В моём бокале ещё плещется коньяк, но я легкомысленно киваю. Вдумчивая дегустация новой порции приводит к решению всё-таки быть к Старому Свету справедливым: — Впрочем, есть кое-что, что могли изобрести только европейцы.
— Да неужели? Фух, просто гора с плеч. И как это у них получилось?
— Понимаешь, на Востоке на первом месте всегда коллектив, не личность. А в Европе наоборот, и поэтому именно здесь, на фоне материализма, НТП и прочей демократии смогла возникнуть глубинная психология.
— Ты про дедушку Фрейда?
— И дедушку Юнга.
— Знаешь, я как-то пробовал почитать Википедию об этих товарищах, и, по-моему, хрень они придумали. Типа, ты спишь с женщинами потому что на самом деле хочешь свою мать.
— Эдипов комплекс. А про Аниму и Анимуса читал?
— Так, наискосок. Тоже чушь собачья.
— Тем не менее андрогинность ещё со времён античности считается признаком совершенного человека.
— Хочешь сказать, будто эти, гм, ущербные создания, которые трахаются с такими же ущербными одного с собой пола или, того хуже, делают себе операции — на самом деле совершенные люди?

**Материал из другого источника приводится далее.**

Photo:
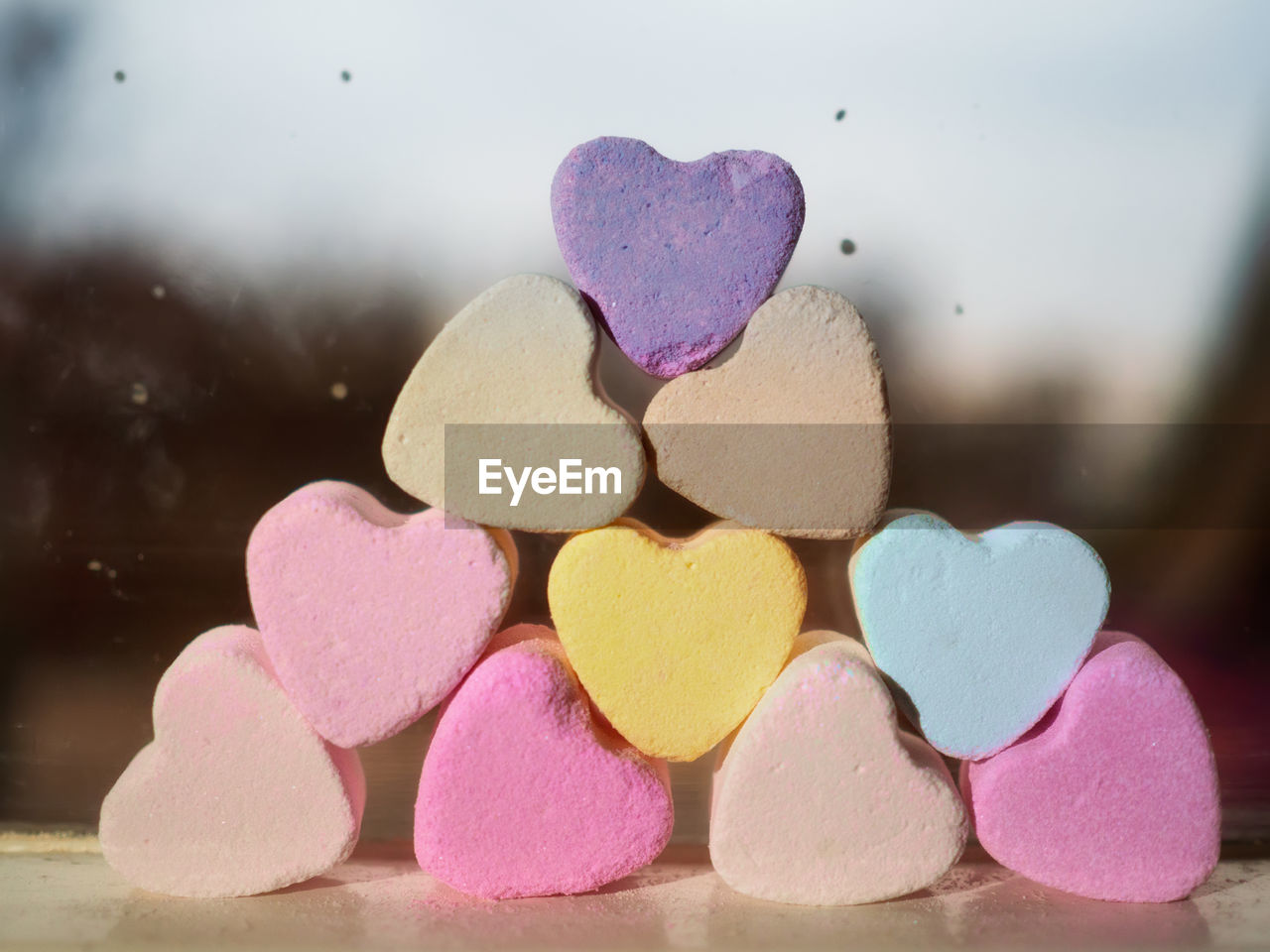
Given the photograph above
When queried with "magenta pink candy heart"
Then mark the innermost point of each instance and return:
(1114, 793)
(522, 794)
(675, 257)
(368, 616)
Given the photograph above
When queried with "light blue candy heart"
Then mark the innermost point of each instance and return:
(980, 635)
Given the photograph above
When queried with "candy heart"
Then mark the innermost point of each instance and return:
(676, 640)
(522, 794)
(1114, 794)
(236, 793)
(793, 433)
(675, 255)
(368, 616)
(511, 380)
(980, 634)
(820, 798)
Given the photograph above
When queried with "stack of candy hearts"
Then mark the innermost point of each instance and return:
(1083, 762)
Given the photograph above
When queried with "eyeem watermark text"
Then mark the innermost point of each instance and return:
(570, 479)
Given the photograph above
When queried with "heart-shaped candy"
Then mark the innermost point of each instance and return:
(236, 793)
(676, 640)
(1114, 794)
(820, 798)
(980, 634)
(507, 389)
(792, 434)
(522, 794)
(368, 616)
(676, 255)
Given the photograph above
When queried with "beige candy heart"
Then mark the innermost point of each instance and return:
(512, 379)
(820, 798)
(793, 433)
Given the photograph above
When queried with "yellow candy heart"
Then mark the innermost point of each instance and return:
(676, 640)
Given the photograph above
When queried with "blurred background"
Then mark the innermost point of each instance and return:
(227, 230)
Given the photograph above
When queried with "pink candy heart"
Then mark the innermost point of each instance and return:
(236, 794)
(368, 616)
(521, 794)
(1114, 793)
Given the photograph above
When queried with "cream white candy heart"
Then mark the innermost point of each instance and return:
(821, 798)
(793, 433)
(504, 421)
(236, 793)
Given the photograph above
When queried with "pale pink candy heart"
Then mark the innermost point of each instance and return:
(522, 793)
(1114, 793)
(372, 617)
(820, 798)
(236, 793)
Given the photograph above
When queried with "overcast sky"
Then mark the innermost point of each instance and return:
(1079, 177)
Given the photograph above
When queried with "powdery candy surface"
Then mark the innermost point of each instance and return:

— Во-первых, не своди всё к сексу. Во-вторых, гомосексуальность не есть андрогинность. И в-третьих, не ставь клеймо ущербности на всех без разбора.
Так, меня начинает заносить. Не стоило соглашаться на добавку коньяка.
— Почему это не ставить? Ты что, можешь привести примеры нормальных гомиков? — Дрейк морщится от получившегося оксюморона.
— Фредди Меркьюри. Алан Тьюринг. Оскар Уайльд, правда с оговоркой на бисексуальность, — понимаю, что собираюсь ляпнуть то, что говорить ни в коем случае нельзя, однако не успеваю затормозить. — Ну и я. Наверное.
Пауза.
— Наверное что? — осторожно переспрашивает Дрейк. Мне бы вывернуться, как-то смягчить сказанное, только я знаю, что сфальшивлю, а он это обязательно поймает.
— Наверное попадаю под твои критерии нормальности, — обречённо расставляю точки над i.
До этого вечера я не верил, будто человеческие взаимоотношения настолько хрупкая вещь.